Mevrouw Ouwehand, korter.

Mevrouw Ouwehand (PvdD):

Als dat gelukt is, acht zij de investeringen geslaagd. Hoe lang wil de minister daarvoor uittrekken? Hoeveel kansen krijgt de sector nog? Hoeveel kansen gaat deze minister van dierenwelzijn de dieren eindelijk eens een keer echt geven?

Minister Verburg:

Ik los graag problemen op, ook in het kader van dierenwelzijn. Ik verplaats ze liever niet. Als mevrouw Ouwehand zegt dat dierenwelzijn voor konijnen nog niet 100% is, ben ik dat zeer met haar eens. Ik heb al aangegeven dat de sector voor 1 juni met een plan van aanpak komt. Ik heb in de Kamer ook al eerder gezegd dat als dat onvoldoende is, ik wettelijke voorschriften overweeg. Zo zal ik het doen. Het hier verbieden en zeggen dat wij het hier niet willen, betekent dat je het exporteert naar een van de andere Europese lidstaten waar de huisvestingssystemen die wij aan het afbouwen zijn, gebruikt kunnen worden. Dan hebben wij voor geen enkel konijn het leven beter gemaakt.

Mevrouw Van Velzen (SP):

Ik ben het in dezen wel met de minister eens. Het beschermen van dieren moet in elk land gebeuren. Daarom heeft de SP-fractie een motie ingediend om niet alleen in Nederland regels te stellen voor het welzijn van konijnen, maar om dit ook in Europa te gaan regelen. Die motie is met algemene stemmen aangenomen. Ik vraag aan de minister wat zij daarmee heeft gedaan. Wat heeft zij bereikt? Wat is het probleem? Welk land staat in de weg om eindelijk eens een keer welzijnsregels voor onder andere deze diersoort te regelen?

Minister Verburg:

Het is op dit moment een aanbeveling van de Raad van Europa. In de Europese Commissie moet dat nog worden opgevolgd. Het gaat er dus niet om dat één of twee landen het niet zouden willen. Er ligt nog geen concreet voorstel van de Europese Commissie. Ik heb daar een en andermaal op aangedrongen en ik zal dat met alle liefde nog een keer doen. In Europa moet ook werk gemaakt worden van konijnenwelzijn.

De heer Waalkens (PvdA):

De sector komt met een plan van aanpak. Om dat te kunnen toetsen heb je de evaluatie van de huidige verordening nodig. Is de minister bereid om de huidige verordening zelf te gaan evalueren en het resultaat te leggen naast het plan van aanpak en dat kenbaar te maken aan de Kamer?

Minister Verburg:

Het productschap heeft de verordening gemaakt. Ik zie het punt van de heer Waalkens wel. Ik ben graag bereid, het plan van aanpak en de productschapverordening naast elkaar te leggen en het productschap te vragen hoe dat op elkaar past. Wellicht zegt het productschap: hier is alle aanleiding om onze eigen verordening aan te passen, zodanig dat we met één systeem werken voor de hele sector. Ik zal daarop toezien.

De voorzitter:

Ik dank de minister voor de beantwoording. Daarmee zijn we gekomen aan het einde van het mondelinge vragenuur.
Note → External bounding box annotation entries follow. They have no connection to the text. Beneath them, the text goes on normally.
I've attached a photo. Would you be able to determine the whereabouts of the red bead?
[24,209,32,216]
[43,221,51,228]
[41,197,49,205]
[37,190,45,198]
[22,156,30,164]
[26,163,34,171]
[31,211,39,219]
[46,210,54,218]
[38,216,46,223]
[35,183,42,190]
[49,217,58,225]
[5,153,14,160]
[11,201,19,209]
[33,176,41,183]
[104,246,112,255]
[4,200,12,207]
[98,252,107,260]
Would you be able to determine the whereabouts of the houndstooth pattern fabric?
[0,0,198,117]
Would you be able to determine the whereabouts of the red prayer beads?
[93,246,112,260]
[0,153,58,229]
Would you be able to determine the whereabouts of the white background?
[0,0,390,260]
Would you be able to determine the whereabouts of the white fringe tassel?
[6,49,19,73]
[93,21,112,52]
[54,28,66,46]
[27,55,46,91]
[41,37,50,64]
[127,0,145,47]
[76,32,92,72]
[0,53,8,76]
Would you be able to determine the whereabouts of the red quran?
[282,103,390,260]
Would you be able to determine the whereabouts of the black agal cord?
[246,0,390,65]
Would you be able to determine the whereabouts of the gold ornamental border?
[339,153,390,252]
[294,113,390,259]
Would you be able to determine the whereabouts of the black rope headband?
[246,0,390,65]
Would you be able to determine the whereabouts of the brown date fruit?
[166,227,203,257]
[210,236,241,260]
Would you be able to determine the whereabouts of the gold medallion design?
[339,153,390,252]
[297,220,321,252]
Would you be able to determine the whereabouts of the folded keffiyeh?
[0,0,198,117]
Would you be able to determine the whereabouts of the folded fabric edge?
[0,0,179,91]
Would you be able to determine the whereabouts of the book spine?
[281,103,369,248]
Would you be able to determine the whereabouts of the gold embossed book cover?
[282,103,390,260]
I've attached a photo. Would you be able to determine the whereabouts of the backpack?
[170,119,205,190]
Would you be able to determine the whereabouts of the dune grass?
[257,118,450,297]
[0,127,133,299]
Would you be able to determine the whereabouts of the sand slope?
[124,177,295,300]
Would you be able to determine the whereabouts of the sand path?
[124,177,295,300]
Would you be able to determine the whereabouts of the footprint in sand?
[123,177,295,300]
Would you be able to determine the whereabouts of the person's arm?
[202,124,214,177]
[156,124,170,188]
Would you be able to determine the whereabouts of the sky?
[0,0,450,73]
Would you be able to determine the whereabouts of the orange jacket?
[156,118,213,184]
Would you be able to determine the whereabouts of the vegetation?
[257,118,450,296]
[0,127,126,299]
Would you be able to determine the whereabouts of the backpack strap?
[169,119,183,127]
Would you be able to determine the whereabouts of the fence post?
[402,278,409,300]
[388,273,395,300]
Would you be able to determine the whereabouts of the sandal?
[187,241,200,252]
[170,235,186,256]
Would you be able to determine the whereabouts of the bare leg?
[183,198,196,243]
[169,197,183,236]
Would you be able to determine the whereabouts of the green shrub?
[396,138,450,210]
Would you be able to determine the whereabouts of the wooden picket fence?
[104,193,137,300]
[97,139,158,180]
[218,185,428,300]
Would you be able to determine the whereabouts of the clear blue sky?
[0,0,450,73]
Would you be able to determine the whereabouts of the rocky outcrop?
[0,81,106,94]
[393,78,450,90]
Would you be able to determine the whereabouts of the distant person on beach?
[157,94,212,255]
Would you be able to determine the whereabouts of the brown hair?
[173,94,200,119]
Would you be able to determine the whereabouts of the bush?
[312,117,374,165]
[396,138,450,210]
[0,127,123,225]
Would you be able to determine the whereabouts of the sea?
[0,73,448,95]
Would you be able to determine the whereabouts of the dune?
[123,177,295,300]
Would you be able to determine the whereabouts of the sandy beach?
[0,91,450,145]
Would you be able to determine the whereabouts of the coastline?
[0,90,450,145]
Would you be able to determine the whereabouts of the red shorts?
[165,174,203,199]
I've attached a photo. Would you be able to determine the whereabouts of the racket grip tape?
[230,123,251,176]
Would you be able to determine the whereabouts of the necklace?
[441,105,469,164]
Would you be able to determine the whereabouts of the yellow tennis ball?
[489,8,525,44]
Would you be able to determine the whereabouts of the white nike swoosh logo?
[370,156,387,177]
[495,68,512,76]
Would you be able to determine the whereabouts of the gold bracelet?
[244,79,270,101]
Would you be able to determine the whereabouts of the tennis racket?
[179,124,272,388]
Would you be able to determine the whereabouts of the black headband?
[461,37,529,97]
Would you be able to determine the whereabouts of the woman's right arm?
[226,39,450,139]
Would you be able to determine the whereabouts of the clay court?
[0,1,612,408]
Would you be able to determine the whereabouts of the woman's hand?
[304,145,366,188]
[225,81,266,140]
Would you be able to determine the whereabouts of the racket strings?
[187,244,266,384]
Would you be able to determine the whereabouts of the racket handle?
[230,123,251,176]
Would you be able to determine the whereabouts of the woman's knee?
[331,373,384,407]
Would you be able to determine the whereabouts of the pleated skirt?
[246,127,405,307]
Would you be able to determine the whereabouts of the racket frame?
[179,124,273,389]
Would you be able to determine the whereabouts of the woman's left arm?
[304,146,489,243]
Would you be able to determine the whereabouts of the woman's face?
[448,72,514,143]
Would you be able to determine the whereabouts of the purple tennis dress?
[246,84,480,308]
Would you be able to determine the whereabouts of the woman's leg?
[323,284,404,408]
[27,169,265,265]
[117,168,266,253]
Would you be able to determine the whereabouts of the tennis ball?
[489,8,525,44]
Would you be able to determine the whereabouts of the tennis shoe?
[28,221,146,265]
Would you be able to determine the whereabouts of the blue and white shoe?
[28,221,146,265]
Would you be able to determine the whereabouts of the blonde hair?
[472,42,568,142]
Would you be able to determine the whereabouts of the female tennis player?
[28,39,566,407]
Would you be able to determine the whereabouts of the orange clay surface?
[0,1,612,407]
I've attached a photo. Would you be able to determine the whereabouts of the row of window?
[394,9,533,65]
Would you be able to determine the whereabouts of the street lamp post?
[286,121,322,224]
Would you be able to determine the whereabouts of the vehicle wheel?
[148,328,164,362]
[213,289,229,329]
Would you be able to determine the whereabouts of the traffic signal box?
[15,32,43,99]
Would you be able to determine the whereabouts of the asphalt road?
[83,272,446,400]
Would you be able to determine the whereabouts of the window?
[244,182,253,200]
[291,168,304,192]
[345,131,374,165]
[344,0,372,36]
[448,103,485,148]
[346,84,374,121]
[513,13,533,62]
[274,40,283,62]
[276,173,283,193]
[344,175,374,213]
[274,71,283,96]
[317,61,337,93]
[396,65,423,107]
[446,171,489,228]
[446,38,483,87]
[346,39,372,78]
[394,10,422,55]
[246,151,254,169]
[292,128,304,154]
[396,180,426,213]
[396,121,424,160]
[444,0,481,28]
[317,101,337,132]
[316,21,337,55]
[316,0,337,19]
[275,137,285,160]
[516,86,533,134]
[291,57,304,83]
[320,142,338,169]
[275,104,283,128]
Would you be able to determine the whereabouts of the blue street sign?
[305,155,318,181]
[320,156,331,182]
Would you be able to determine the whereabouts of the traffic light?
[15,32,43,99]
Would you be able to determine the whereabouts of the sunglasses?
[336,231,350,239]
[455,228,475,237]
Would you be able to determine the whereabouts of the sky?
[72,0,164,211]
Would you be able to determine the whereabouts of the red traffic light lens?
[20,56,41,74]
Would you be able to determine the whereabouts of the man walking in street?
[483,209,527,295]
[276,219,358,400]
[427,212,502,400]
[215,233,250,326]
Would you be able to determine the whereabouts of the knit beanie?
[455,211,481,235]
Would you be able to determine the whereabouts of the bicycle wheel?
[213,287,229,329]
Ik deel aan de Kamer mee dat de volgende leden zich hebben afgemeld:

Vermeij, Heijnen, Hamer, Van Dijken, Bosma en Jansen.

Deze mededeling wordt voor kennisgeving aangenomen.

De voorzitter:

Op de tafel van de Griffier ligt een lijst van ingekomen stukken. Op die lijst staan voorstellen voor de behandeling van deze stukken. Als voor het einde van de vergadering daartegen geen bezwaar is gemaakt, neem ik aan dat daarmee wordt ingestemd.